The nervous college student was pacing the corridor, so scared of the caged spider at the end of the hall that he thought he would leave before the therapy session began.
After about two hours of "exposure therapy," which involved touching the 5-inch-wide tarantula with a paintbrush, then with gloves and finally with bare hands, he didn't want to leave the arachnid.
"It was so sweet. I remember thinking this was not a problem I had anticipated -- that he wouldn't want to leave the spider," said Katherina Hauner, a post-doctoral neurology fellow at the Northwestern University Feinberg School of Medicine in Chicago.
The patient's phobia was cured. And Hauner was able to observe how the brain changes when fear is successfully treated.
Hauner's research, published this week in the Proceedings of the National Academy of Sciences, documents the immediate and long-term brain changes after treatment for a phobia.
Her 12 arachnophobic subjects underwent brain imaging scans -- while being shown pictures of spiders -- immediately before and after the therapy. The same scanning technique was performed six months later.
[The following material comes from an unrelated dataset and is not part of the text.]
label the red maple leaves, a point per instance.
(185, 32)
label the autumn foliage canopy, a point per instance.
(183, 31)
Brain scans after the therapy showed that regions associated with fear had decreased activity when the subjects were shown pictures of spiders. The scans also showed how the brain reorganizes long-term to reduce fear.
The research could be used in the treatment of other phobias and anxiety disorders, including the fear of blood, flying and small spaces. By studying the levels of brain activity associated with fear, researchers might be able to predict for whom therapy will be most effective, and they could use the results to decide whether someone needs more therapy, for example.